By knowing how a company makes money, it becomes much easier to understand what will help and hurt a company when the facts change. Higher oil prices, for instance, may be good for an oil company, but bad for transportation companies.
If we are researching McDonald’s Corp. (NYSE: MCD), the next step is to find out how the company makes money. Head on over to your favorite research site and look for the company profile section. Digging through this information is the best place to start your research.
Know The Sector
There are several sectors that make up the economy. Each sector contains businesses that have the same or similar products or services. A stock will always fall into one of these sectors: Basic Materials, Industrial Goods, Consumer Goods, Financials, Healthcare, Services, Technology, Utilities, and Energy.
The reason a company’s sector matters is for diversification. It’s best to have no more than 20% of your portfolio in any one sector. You don’t need to be invested in every sector, but having a diversified portfolio across several sectors is a good idea.
For our example, McDonald’s fits into the Services sector. Which tell us that it sits in one of the broadest sectors of the economy. This gives you a good point of reference later on if the stock turns out to be investment worthy. Owning one or two stocks in the same sector can work out in your favor if they fit into separate industries.
Know The Industry
Just like the economy can be broken down into individual sectors. Each sector has several industries. An industry is a group of businesses that have similar business activities. Companies in the same industry tend to grow and make money in a similar way. Because of this it’s very easy to compare companies in the same industry.
From a diversification standpoint, you ultimately want to avoid owning more than one stock in the same industry. Stocks in the same industry tend to move in tandem with each other. However, if you choose to own more than one stock in the same industry, you take a bigger risk with your investment by doing so.

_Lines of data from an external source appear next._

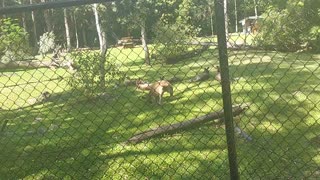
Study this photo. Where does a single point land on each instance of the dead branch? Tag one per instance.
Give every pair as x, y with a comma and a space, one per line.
184, 125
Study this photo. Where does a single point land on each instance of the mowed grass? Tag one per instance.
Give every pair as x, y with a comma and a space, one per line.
72, 137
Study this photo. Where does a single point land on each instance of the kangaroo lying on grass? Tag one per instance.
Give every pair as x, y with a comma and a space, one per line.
156, 90
218, 75
144, 86
202, 76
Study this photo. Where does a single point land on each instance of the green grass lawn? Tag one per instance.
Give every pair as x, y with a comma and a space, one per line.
72, 137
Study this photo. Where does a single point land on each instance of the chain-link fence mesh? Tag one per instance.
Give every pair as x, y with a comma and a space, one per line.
132, 90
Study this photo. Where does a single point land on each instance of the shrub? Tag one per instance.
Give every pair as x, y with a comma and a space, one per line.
87, 75
47, 42
291, 29
172, 42
14, 41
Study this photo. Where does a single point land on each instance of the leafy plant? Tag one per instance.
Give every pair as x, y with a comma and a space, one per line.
47, 42
290, 29
87, 75
14, 41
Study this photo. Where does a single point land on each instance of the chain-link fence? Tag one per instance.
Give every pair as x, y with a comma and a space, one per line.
135, 89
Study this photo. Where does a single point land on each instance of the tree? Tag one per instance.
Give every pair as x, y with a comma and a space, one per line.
34, 26
103, 45
66, 25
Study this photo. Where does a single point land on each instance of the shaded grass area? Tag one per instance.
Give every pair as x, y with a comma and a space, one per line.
69, 136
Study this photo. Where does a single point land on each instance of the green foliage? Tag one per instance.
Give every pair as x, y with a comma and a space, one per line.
289, 29
169, 42
14, 41
47, 42
174, 32
87, 75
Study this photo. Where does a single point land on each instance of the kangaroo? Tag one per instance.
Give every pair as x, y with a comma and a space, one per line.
144, 86
202, 76
157, 90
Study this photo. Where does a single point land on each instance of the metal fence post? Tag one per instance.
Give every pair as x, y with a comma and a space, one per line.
226, 92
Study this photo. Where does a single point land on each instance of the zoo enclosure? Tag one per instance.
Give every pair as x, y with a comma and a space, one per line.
42, 107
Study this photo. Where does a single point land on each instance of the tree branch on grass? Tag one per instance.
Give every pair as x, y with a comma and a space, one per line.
238, 109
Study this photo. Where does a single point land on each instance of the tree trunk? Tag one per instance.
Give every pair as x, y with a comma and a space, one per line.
255, 9
236, 14
3, 5
211, 21
144, 43
23, 18
184, 125
84, 36
66, 25
47, 18
103, 46
226, 18
76, 30
34, 27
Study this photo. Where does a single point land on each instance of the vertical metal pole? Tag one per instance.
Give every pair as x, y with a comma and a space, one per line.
226, 91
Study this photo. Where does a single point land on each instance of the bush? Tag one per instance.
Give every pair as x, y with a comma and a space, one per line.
14, 41
172, 42
289, 29
87, 75
47, 43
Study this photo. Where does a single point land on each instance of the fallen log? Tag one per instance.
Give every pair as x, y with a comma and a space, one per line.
184, 125
26, 64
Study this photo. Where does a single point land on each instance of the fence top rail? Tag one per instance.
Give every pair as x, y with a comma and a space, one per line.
48, 5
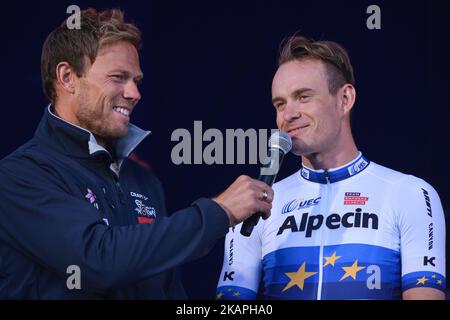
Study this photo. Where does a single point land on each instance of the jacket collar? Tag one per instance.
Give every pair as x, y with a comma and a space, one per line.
352, 168
78, 142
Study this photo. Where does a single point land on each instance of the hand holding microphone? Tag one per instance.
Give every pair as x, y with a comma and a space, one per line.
248, 198
279, 144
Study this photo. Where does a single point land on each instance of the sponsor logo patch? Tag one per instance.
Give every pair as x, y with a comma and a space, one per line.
354, 198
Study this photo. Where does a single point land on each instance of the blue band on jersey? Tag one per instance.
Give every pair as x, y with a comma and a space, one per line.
423, 279
330, 176
234, 293
349, 271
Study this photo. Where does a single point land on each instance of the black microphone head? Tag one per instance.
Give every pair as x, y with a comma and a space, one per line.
280, 140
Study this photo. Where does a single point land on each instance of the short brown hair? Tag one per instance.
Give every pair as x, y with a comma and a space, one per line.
333, 55
75, 45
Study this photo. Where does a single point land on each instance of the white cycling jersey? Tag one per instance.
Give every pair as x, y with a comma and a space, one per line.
360, 231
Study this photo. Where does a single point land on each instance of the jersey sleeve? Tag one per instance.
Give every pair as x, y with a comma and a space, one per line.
422, 236
242, 265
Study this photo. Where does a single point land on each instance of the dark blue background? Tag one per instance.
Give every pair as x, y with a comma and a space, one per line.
214, 61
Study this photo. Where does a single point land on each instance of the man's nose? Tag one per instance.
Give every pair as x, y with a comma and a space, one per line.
131, 91
291, 111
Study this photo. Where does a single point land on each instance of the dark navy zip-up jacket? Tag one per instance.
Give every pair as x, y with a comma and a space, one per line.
62, 204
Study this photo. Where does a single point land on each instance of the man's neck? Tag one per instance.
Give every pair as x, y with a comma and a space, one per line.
69, 117
332, 158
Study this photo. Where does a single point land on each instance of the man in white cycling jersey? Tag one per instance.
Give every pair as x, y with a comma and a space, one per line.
342, 227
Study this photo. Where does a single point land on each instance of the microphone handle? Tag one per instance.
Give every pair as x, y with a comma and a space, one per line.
251, 222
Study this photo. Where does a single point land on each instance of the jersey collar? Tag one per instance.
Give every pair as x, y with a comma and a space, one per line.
352, 168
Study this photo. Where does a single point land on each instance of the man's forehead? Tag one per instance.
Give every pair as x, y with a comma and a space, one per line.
119, 55
307, 72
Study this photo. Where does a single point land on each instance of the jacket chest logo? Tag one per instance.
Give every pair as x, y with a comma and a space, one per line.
146, 214
92, 198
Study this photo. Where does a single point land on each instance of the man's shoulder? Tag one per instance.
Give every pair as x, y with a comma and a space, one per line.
399, 180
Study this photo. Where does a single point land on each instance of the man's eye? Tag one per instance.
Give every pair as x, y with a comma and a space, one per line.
279, 106
119, 77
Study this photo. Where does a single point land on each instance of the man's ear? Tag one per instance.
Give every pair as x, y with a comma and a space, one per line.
347, 97
66, 77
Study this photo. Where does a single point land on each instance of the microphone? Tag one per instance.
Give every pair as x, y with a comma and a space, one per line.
279, 144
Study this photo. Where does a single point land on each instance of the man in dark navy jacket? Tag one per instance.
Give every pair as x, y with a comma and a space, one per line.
78, 219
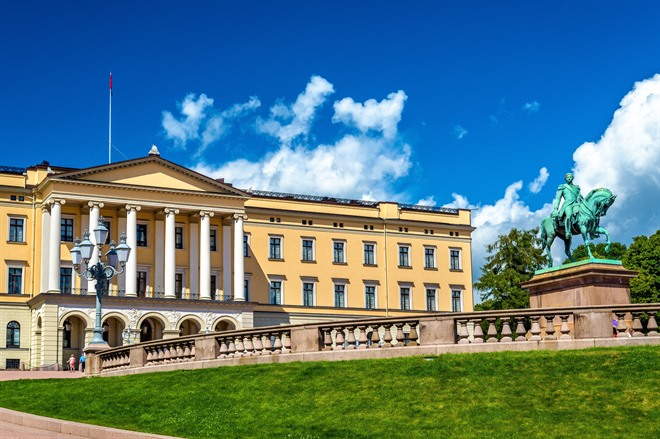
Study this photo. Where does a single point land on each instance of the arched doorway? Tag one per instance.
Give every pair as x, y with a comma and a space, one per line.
112, 328
73, 337
151, 328
224, 325
189, 327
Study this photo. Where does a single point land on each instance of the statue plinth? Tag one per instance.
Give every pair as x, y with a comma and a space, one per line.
582, 283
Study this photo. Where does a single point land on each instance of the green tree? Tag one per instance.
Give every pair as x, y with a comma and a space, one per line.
643, 256
598, 250
511, 260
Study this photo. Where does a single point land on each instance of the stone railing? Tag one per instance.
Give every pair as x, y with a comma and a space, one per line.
429, 334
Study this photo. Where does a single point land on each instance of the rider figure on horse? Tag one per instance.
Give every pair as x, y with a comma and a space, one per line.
572, 198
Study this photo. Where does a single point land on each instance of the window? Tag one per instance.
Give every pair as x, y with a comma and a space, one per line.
178, 238
340, 295
65, 280
66, 229
66, 334
429, 257
455, 259
370, 297
16, 227
213, 240
456, 301
13, 335
430, 299
308, 294
404, 256
142, 283
307, 249
405, 298
15, 280
178, 285
369, 254
339, 254
275, 292
141, 240
275, 248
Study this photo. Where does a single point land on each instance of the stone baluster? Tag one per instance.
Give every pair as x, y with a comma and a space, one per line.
339, 339
463, 334
637, 325
327, 339
412, 336
249, 347
350, 339
286, 348
231, 347
564, 328
387, 337
362, 337
550, 328
240, 347
492, 330
506, 329
400, 336
478, 332
621, 326
652, 325
536, 328
277, 347
521, 331
374, 337
223, 348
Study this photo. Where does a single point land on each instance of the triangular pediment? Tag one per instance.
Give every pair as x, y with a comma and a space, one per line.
151, 172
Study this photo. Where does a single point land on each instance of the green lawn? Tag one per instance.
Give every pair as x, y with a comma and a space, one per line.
588, 393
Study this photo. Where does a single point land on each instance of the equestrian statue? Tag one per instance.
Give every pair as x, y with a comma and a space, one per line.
577, 215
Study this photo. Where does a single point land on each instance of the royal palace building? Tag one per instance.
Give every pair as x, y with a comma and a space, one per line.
206, 256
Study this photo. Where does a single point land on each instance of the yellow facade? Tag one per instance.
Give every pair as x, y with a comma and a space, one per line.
303, 258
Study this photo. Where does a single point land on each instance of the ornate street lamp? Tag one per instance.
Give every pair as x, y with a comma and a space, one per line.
81, 253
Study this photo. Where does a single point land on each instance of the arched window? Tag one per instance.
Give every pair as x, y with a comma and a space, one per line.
13, 335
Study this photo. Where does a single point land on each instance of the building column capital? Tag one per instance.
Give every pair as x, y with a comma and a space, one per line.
95, 204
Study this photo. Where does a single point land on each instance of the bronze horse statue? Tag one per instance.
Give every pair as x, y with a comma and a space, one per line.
586, 221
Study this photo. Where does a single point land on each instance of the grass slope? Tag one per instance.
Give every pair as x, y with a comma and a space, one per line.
588, 393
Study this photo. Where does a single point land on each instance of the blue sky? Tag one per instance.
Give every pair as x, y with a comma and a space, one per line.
474, 104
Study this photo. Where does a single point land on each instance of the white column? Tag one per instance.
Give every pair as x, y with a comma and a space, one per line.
239, 271
131, 241
226, 260
94, 214
45, 241
205, 255
193, 229
170, 254
54, 246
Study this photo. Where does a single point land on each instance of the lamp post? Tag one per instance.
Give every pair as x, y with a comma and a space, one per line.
81, 253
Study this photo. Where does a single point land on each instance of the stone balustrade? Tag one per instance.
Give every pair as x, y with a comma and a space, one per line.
422, 334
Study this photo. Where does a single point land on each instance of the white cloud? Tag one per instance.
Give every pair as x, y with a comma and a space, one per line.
532, 107
201, 123
357, 165
287, 123
460, 132
536, 186
382, 116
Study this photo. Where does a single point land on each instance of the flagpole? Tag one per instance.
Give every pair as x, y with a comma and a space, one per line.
110, 124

If we look again at McDonald’s, it fits into the Restaurant industry. If you didn’t know already, McDonald’s sells food, which is a very basic idea how the company makes money. By looking into the business summary we’ll get a better idea how the business works.
The Business Summary
Looking at the business summary for McDonald’s tells us the company is a food service retailer that offers various food items, soft drinks, coffee’s, and other beverages. At the end of 2010, there were just over 32,000 restaurants, in 117 different countries, including 26,000 operated by franchisees and 6,000 company owned.
To keep it simple, McDonald’s takes raw uncooked food, processes it, cooks it and sells it you and me for a profit. A large portion of the money being made is through franchisees, which pay licensing fees and royalties monthly. By having such a large franchisee base, McDonald’s shares the business risk with individual owners but still makes money in the process. When you buy your next Happy Meal, there’s a good chance that McDonald’s will only see a small portion of what you paid for it.
Understanding how a company makes money, gives you a better chance of making money for yourself. If you aren’t sure, or don’t understand, just avoid that stock and move on to the next one. McDonald’s may have been an easy example being a restaurant. But what if the stock was an oil or tech company. Do you know how Google makes money? What about Exxon Mobil?